In 1881, Republican president Chester A. Arthur, during his first annual address to Congress, presented a series of reform proposals designed to improve relations between white settlers and American Indians. The “Indian question” was one of the most divisive issues facing the federal government in the latter nineteenth century, as military and humanitarian policy proposals abounded; complicating the matter, the Bureau of Indian Affairs, the primary body tasked with addressing American Indian tribal issues, was hampered by corruption. Arthur’s proposals to Congress included extending protections for reservations, promoting Indian agriculture, creating “Indian schools,” and, most significantly, breaking up larger Indian-owned territories and reservations. The latter proposal, known as “severalty,” would greatly enhance settlers’ ability to negotiate land purchases as white frontiersmen continued their westward expansion.


Summary Overview

In 1881, Republican president Chester A. Arthur, during his first annual address to Congress, presented a series of reform proposals designed to improve relations between white settlers and American Indians. The “Indian question” was one of the most divisive issues facing the federal government in the latter nineteenth century, as military and humanitarian policy proposals abounded; complicating the matter, the Bureau of Indian Affairs, the primary body tasked with addressing American Indian tribal issues, was hampered by corruption. Arthur’s proposals to Congress included extending protections for reservations, promoting Indian agriculture, creating “Indian schools,” and, most significantly, breaking up larger Indian-owned territories and reservations. The latter proposal, known as “severalty,” would greatly enhance settlers’ ability to negotiate land purchases as white frontiersmen continued their westward expansion.



Defining Moment

In the aftermath of the Civil War and Reconstruction, one of the most pressing security issues facing the federal government was the “Indian question.” As settlers ventured westward and into Indian Territory, distrust, deceit, and violence between Indians and settlers were becoming more prevalent.
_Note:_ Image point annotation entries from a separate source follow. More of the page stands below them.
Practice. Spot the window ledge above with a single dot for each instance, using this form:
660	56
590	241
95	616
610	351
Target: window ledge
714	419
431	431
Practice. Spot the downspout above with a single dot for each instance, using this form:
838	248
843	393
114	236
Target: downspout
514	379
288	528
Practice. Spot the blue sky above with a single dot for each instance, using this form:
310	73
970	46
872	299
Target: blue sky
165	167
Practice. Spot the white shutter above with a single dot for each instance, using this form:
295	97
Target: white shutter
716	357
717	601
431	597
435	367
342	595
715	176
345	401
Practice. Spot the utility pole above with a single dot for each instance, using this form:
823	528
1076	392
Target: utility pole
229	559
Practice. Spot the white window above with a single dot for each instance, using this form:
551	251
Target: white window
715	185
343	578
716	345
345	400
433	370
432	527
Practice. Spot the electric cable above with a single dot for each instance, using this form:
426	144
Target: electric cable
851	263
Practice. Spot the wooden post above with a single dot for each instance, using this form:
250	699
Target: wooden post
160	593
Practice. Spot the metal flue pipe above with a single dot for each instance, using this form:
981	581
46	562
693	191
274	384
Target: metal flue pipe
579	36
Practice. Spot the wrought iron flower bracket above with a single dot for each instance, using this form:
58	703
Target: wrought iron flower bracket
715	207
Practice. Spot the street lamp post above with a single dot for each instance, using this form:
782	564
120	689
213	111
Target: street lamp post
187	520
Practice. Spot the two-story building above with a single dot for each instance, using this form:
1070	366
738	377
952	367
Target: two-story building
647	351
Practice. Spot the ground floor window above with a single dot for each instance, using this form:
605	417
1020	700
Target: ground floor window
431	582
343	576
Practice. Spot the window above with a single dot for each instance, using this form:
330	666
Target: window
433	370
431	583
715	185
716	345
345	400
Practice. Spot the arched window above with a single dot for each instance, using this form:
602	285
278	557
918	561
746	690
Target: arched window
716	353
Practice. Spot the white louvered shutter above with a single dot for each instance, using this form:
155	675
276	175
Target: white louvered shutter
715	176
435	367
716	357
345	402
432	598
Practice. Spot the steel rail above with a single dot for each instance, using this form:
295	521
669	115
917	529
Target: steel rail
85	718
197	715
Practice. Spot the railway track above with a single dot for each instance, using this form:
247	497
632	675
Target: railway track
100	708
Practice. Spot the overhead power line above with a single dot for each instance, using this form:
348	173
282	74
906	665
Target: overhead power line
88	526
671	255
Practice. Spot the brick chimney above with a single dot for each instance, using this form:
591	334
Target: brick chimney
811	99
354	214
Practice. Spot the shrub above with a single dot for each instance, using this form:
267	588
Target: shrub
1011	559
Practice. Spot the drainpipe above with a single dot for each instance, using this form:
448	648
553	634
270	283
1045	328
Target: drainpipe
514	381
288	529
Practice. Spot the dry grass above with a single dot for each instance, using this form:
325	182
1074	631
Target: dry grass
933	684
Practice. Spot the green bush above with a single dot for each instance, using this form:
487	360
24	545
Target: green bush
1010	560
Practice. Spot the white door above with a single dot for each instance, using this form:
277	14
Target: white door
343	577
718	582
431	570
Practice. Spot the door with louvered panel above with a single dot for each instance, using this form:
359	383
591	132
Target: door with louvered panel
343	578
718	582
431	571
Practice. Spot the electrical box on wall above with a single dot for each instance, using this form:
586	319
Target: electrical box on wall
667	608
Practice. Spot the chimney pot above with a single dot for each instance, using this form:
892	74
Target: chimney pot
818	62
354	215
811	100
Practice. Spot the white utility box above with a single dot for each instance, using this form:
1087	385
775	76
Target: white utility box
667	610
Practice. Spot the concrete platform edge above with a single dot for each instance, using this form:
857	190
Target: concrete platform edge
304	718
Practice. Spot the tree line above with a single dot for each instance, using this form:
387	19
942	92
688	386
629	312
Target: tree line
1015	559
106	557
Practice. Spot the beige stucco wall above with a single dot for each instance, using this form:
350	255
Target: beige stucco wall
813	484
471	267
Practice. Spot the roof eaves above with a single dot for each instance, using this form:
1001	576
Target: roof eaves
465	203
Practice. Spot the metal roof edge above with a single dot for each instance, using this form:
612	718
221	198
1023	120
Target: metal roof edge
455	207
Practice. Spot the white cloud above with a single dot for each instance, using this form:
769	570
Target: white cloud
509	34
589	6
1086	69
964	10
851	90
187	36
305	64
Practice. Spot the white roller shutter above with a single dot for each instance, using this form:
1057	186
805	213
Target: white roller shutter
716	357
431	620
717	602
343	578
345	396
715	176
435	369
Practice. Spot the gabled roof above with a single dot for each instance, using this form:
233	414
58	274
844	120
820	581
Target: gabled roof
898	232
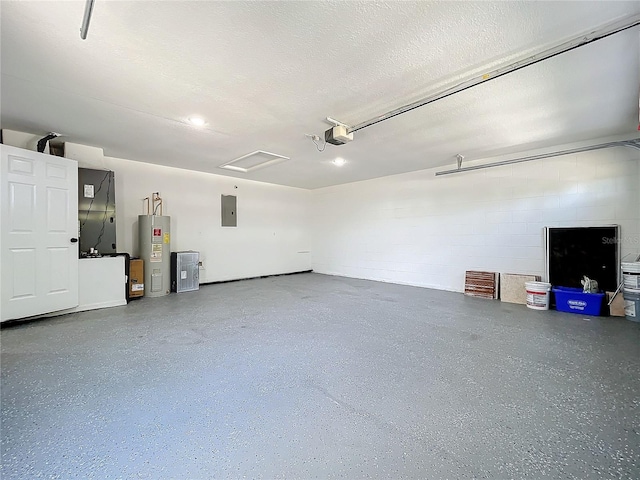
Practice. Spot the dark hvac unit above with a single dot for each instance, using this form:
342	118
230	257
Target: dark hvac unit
185	275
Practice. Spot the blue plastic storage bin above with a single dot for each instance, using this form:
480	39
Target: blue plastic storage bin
574	300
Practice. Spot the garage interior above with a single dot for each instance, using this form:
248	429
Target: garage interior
339	168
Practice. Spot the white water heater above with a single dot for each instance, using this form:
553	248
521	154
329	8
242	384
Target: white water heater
154	234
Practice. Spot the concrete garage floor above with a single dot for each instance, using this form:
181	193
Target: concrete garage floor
313	376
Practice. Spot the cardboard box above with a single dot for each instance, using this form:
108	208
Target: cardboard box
512	288
136	278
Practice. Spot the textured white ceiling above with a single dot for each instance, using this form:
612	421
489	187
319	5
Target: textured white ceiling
265	73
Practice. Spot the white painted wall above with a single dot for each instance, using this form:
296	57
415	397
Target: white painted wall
273	233
423	230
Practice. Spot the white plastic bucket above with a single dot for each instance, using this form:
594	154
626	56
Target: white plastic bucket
631	276
538	295
632	305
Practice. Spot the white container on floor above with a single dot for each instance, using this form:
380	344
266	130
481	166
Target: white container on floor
538	295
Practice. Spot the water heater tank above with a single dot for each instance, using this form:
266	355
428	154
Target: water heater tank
155	249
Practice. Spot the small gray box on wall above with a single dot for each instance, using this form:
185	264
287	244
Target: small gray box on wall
229	213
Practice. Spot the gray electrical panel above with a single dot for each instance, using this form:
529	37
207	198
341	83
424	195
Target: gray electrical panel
229	212
155	250
96	210
185	273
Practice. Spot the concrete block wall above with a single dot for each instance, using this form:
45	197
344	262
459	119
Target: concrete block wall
423	230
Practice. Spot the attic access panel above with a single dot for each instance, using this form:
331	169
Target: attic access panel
572	252
253	161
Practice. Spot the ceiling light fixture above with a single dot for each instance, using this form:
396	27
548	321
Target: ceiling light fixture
196	121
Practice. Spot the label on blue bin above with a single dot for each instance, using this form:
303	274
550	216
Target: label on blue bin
576	304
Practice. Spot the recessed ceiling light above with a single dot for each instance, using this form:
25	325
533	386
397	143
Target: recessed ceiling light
196	121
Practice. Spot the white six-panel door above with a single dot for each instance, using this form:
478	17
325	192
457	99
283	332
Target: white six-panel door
39	229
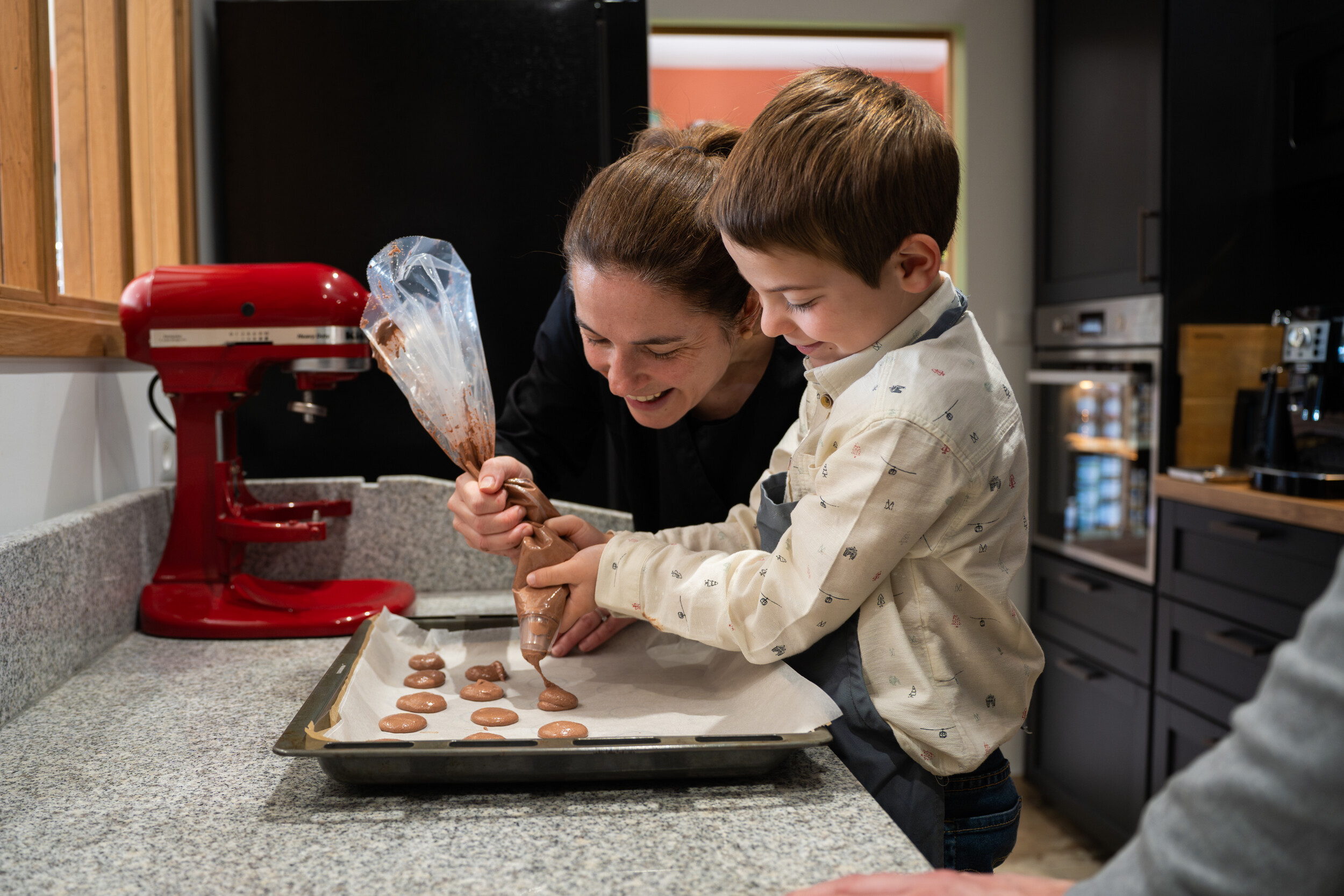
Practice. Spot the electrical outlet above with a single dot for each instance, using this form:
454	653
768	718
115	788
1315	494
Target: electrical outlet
163	456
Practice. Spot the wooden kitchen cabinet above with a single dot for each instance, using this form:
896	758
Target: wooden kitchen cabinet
1100	148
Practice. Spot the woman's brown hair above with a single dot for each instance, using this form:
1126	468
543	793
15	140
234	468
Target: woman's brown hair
641	216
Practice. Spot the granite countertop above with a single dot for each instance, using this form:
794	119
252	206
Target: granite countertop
1240	497
151	771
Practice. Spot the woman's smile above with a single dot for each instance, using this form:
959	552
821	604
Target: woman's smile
651	402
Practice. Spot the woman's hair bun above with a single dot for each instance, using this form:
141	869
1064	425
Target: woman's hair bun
641	216
709	138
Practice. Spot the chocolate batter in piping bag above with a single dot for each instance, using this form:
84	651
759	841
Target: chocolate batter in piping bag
421	324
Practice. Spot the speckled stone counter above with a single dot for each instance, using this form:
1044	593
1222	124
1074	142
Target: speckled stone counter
69	587
151	773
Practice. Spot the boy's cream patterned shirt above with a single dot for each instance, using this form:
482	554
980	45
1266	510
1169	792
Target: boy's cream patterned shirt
909	464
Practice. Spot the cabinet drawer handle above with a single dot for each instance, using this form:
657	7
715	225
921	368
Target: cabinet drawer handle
1144	216
1234	531
1080	669
1078	583
1240	642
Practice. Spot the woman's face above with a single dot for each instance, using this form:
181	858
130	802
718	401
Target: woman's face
655	353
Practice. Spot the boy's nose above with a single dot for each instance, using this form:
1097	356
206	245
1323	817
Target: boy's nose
775	319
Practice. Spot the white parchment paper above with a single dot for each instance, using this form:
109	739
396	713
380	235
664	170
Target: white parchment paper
641	683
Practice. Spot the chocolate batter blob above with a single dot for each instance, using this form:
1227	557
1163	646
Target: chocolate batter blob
423	703
428	679
494	672
402	723
482	692
494	718
562	730
555	699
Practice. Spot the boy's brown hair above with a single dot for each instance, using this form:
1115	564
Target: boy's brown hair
843	166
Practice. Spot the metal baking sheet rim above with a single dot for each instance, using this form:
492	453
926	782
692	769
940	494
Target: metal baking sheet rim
523	759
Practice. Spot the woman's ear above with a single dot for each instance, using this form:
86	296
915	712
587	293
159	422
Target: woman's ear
916	264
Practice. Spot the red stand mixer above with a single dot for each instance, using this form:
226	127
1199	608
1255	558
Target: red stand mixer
211	331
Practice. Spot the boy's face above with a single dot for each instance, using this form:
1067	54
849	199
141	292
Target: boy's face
827	312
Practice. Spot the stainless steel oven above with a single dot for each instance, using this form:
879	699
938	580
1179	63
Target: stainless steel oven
1095	425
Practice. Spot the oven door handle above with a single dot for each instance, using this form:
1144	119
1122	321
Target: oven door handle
1074	378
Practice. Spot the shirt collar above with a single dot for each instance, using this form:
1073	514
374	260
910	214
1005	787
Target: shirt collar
837	377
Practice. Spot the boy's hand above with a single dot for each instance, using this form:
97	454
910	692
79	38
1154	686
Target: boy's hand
584	535
580	572
482	512
590	632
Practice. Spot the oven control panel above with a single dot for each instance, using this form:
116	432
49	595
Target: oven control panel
1135	320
Prior to the Civil War, the Bureau of Indian Affairs was transferred from the War Department to the Department of the Interior; after the Civil War, many in Congress called for the bureau’s return to the War Department. Two clear factions existed: those who advocated for a peaceful solution to the Indian question and those who sought military action.

In 1869, a policy emerged to bring citizenship and cultural assimilation peaceably to the Indians. The Peace Policy, as it was known, established reservations on which Indians would reside as “wards” of the federal government as they worked toward economic independence and equal political rights with other Americans. Two years later, Congress altered the Peace Policy by changing the manner by which treaties with the various warring tribes were negotiated. Instead of addressing each nation individually, the United States would establish agreements with Indians as a collective, although individual land deals and treaties would remain intact.

By the 1870s, however, the Peace Policy was largely undermined by both corruption in the Bureau of Indian Affairs and an inability of white settlers and nomadic Indians to peacefully coexist. With the Peace Policy faltering, the militaristic faction returned to the fore. President Rutherford B. Hayes seemed torn, publicly calling for reforms to the federal government’s Indian relations program that would restore peaceful options to both sides, while at the same time suggesting that military action against aggressive Indian groups was also acceptable in certain situations.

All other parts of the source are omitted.